[PATCH v3 2/2] mtd: mediatek: driver for MTK Smart Device Gen1 NAND

Tue Apr 19 09:42:37 PDT 2016

Hi Jorge,

On Tue, 19 Apr 2016 10:26:55 -0400
Jorge Ramirez-Ortiz <jorge.ramirez-ortiz at linaro.org> wrote:

> >> +static irqreturn_t mtk_ecc_irq(int irq, void *id)
> >> +{
> >> +	struct mtk_ecc *ecc = id;
> >> +	u32 dec, enc;
> >> +
> >> +	dec = readw(ecc->regs + ECC_DECIRQ_STA) & DEC_IRQEN;
> >> +	enc = readl(ecc->regs + ECC_ENCIRQ_STA) & ENC_IRQEN;
> >> +
> >> +	if (!(dec || enc))
> >> +		return IRQ_NONE;
> >> +
> >> +	if (dec) {
> >> +		dec = readw(ecc->regs + ECC_DECDONE);
> >> +		if (dec & ecc->sec_mask) {
> >> +			ecc->sec_mask = 0;
> >> +			complete(&ecc->done);
> > If you can really do enc and dec in parallel, then you should have two
> > waitqueues.
> 
> 
> unfortunately no, we can't do parallel operations.

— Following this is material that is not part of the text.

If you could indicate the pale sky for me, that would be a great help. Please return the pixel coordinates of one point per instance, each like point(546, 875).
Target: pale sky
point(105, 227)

That's not a problem, as long a you get exclusive access to the engine
when launching an operation.

Given this new input, I'd suggest reworking a bit the ECC interface.
How about providing an mtk_ecc_enable() function where you'll pass the
direction, or even better, the config which would contain the direction
(encoding or decoding), the ECC strength and step-size (maybe we
should also pass the ECC_MODE: NFI, DMA or whatever).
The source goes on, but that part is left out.